Musiktheorie kann helfen, aber auch hinderlich sein. Da habt ihr recht. Ich würde allerdings sagen, dass alles auch eine Frage der Hörgewohnheit ist.
Wenn man eine eingeschränkte, engstirnige Hörgewohnheit hat und deswegen nur ganz wenige Melodien und Akkordfolgen als harmonisch wahrnimmt, dann kann einem die Theorie zwar zeigen, dass auch weitere Akkordfolgen harmonisch sind, aber grundsätzlich wird die Theorie nur dafür sorgen, dass man sieht, weshalb die gewohnten Akkorde miteinander harmonieren. Verlässt man sich auf die Ohren, kommt man also auf das gleiche Resultat, wie mit der Theorie.
Der Unterschied ist womöglich die Geschwindigkeit, mit der man auf ein Resultat kommt. Wenn man eine zweite Stimme zu einer Melodie schreiben will, dann probiert man alle möglichen Töne, bis man nach einiger Zeit eine Harmonie gefunden hat. Mit der Theorie hätte man jedoch gemerkt, dass man lediglich die Melodie (als Beispiel) um eine Terz verschoben hat. Man wäre also schneller gewesen, hätte man das von Anfang an gewusst.
Und genau da kann die Theorie auch einschränken. Man kommt nun also schneller auf eine zweite Stimme, aber man nimmt (je nachdem wie verteift man die Theorie gelernt hat) immer den gleichen Weg. Man festigt also seine Hörgewohnheit mit Regeln. Bei mir war das auch so. Als ich begriffen habe, wie ich eine Melodie um eine Terz verschieben kann, um eine zweite Stimme zu erhalten, da hab ich jede Melodie mit einer zweiten Stimme versehen und fand es am Anfang super.
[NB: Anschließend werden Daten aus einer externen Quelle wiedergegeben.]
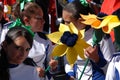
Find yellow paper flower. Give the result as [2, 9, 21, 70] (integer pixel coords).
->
[47, 23, 90, 65]
[80, 14, 120, 34]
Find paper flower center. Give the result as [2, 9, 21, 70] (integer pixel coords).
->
[60, 31, 78, 47]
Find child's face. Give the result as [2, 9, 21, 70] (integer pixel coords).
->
[29, 8, 45, 32]
[62, 10, 86, 30]
[4, 36, 31, 64]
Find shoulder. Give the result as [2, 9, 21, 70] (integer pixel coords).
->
[111, 52, 120, 62]
[9, 63, 40, 80]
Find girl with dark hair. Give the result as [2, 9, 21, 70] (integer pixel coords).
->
[62, 0, 115, 80]
[0, 2, 58, 80]
[0, 26, 40, 80]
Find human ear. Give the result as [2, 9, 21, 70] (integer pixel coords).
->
[23, 16, 30, 25]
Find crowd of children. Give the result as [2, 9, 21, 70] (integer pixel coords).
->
[0, 0, 120, 80]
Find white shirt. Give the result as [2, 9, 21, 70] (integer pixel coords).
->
[106, 52, 120, 80]
[28, 33, 53, 68]
[9, 63, 40, 80]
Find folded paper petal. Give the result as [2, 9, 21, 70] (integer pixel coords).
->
[80, 14, 101, 29]
[82, 18, 98, 25]
[99, 15, 119, 28]
[66, 47, 78, 64]
[102, 22, 120, 33]
[78, 29, 85, 39]
[59, 23, 70, 32]
[77, 37, 90, 49]
[69, 23, 78, 34]
[80, 13, 97, 20]
[46, 32, 63, 44]
[74, 37, 90, 60]
[74, 43, 85, 60]
[51, 44, 67, 56]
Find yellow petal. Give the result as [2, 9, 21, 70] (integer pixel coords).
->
[59, 23, 70, 32]
[102, 22, 120, 34]
[81, 18, 97, 25]
[77, 37, 90, 49]
[78, 29, 85, 39]
[69, 22, 78, 34]
[74, 43, 85, 60]
[99, 15, 119, 28]
[80, 13, 97, 20]
[51, 44, 67, 57]
[46, 32, 63, 44]
[73, 36, 90, 60]
[66, 47, 78, 65]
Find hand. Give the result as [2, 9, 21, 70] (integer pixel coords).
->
[49, 59, 58, 70]
[36, 67, 45, 77]
[69, 76, 75, 80]
[85, 46, 99, 63]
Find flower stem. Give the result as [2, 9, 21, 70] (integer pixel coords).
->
[45, 56, 58, 72]
[78, 58, 90, 80]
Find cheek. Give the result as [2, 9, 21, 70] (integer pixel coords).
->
[32, 22, 43, 32]
[24, 52, 29, 57]
[7, 50, 18, 61]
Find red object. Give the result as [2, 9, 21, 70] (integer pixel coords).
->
[101, 0, 120, 15]
[0, 0, 16, 21]
[49, 0, 58, 32]
[4, 0, 16, 6]
[0, 0, 16, 6]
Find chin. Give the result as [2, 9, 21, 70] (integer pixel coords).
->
[15, 61, 23, 64]
[35, 30, 42, 32]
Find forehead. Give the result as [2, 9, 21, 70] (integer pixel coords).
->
[35, 8, 43, 16]
[62, 10, 73, 21]
[14, 36, 30, 48]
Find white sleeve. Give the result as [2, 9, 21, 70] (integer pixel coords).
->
[105, 60, 116, 80]
[0, 26, 9, 44]
[100, 37, 115, 62]
[99, 37, 115, 74]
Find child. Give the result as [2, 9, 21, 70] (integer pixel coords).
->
[0, 26, 40, 80]
[62, 0, 115, 80]
[0, 2, 57, 80]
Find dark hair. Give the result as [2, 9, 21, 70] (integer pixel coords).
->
[6, 27, 33, 47]
[0, 27, 33, 80]
[63, 0, 94, 20]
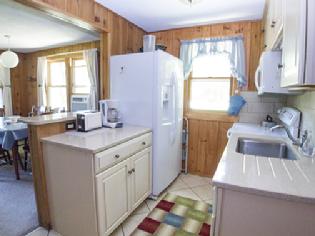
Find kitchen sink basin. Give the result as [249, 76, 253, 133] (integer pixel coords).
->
[236, 138, 297, 160]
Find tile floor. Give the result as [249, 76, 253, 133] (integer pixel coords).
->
[25, 174, 212, 236]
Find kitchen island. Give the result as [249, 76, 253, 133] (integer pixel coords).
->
[212, 132, 315, 236]
[41, 126, 152, 236]
[19, 113, 77, 228]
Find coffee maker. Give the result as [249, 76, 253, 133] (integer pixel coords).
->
[99, 100, 123, 128]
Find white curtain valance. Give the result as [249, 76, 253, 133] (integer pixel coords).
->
[180, 36, 246, 87]
[0, 64, 12, 115]
[83, 48, 99, 111]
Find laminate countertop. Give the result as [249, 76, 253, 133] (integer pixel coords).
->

Später fiel mir auf, dass ich immer die gleiche Art von Harmonie gewählt hatte und dadurch die Songs teilweise ziemlich eintönig wurden.
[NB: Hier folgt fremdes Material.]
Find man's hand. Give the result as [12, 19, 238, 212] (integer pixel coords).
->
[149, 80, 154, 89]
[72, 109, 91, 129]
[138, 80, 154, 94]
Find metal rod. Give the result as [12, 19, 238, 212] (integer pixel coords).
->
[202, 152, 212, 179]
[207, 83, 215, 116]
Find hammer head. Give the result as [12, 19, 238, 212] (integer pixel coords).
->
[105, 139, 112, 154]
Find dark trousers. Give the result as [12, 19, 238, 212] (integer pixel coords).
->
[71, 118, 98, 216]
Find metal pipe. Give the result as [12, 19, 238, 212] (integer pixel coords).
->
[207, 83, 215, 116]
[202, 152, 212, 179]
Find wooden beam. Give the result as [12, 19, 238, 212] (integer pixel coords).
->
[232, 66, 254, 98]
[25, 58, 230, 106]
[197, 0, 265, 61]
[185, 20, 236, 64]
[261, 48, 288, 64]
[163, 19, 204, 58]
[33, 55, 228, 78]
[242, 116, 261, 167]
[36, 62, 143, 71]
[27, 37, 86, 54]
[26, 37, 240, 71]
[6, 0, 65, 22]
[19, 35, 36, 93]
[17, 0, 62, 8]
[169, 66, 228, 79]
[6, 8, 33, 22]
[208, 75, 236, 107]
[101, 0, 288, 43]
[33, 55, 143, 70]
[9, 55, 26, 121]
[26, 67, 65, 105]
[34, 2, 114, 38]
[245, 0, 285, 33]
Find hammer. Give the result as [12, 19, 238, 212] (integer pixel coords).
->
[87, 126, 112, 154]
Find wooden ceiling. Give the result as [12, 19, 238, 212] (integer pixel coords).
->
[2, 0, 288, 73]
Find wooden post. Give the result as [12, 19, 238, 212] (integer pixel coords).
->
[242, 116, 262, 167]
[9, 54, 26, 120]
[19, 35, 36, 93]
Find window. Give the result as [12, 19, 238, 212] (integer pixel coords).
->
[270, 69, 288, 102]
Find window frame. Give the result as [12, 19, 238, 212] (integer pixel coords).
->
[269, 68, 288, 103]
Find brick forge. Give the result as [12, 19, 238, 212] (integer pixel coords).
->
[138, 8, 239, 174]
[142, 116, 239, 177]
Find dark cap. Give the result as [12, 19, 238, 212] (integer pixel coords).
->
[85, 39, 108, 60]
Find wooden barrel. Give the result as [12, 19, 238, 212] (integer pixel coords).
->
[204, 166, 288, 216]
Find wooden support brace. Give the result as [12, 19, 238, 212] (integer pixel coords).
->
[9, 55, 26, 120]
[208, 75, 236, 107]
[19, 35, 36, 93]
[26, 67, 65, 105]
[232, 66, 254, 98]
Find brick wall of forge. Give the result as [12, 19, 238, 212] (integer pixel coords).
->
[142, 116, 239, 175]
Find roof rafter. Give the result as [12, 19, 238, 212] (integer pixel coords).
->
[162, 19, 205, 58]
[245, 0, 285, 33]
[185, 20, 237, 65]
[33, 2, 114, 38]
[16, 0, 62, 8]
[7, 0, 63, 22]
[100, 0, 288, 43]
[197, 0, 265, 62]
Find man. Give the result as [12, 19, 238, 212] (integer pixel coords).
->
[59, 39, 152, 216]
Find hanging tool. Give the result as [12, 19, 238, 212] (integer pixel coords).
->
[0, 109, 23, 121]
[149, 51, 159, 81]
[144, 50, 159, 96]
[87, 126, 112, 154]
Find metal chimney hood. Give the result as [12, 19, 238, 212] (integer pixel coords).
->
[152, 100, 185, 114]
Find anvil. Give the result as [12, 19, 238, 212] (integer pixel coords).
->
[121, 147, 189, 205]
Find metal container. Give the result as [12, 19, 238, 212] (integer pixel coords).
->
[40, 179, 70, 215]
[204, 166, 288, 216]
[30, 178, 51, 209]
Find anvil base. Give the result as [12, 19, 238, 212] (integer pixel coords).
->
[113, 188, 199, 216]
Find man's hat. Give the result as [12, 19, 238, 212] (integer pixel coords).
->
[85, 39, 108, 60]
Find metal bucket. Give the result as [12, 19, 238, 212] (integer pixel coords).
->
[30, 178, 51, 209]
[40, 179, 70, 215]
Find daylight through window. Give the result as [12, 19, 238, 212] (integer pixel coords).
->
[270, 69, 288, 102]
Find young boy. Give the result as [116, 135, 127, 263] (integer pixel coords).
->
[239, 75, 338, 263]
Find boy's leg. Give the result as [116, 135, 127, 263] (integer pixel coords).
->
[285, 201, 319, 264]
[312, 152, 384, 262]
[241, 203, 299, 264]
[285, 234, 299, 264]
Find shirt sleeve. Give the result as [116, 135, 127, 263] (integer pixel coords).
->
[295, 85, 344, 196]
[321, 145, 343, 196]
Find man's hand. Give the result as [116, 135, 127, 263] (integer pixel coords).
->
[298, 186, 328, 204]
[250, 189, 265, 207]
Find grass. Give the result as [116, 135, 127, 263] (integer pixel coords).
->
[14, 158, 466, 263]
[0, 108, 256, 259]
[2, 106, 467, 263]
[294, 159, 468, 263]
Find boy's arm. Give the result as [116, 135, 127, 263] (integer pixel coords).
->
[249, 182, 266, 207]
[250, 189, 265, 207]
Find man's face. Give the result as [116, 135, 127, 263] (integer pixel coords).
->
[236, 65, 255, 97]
Wie kann man also die Hörgewohnheit erweitern? Wie kann man vom Schema F abweichen? Ganz einfach: Viel Musik hören! Und damit meine ich nicht einfach nur, dass du als Nebenbeschäftigung viel Musik hören sollst, sondern dass du die Musik analytisch hören sollst.
Such dir Songs zusammen, bei denen dir das Songwriting besonders gefällt. Such dir Songs zusammen, die so klingen, wie deine Songs mal klingen sollen.
Nun hör sie dir an und überlege, was die einzelnen Instrumente machen. Beim Covern betrachtet man ja stets nur das eine Instrument, welches man benutzt, um den Song zu covern. Aber jetzt betrachtest du alle Instrumente und deren Zusammenspiel.
Dir gefällt ein Refrain von einem Lied besonders? Analysiere ihn! Was macht der Bass? Was macht das Schlagzeug? Welchen Unterschied hast du zur Strophe?
Du wirst bald ein Gespür dafür bekommen, auf was du hören musst. Damit erweiterst du dein Wissen, wie du einen Song schreiben kannst, damit er dir gefällt (wie ihn andere finden, ist ja grundsätzlich egal).
Und halte deine Ohren offen für weitere Inspirationen. Hör dir andere Genres an, betrachte die Wirkung, die ein exotische Instrument auf den Song haben kann, etc.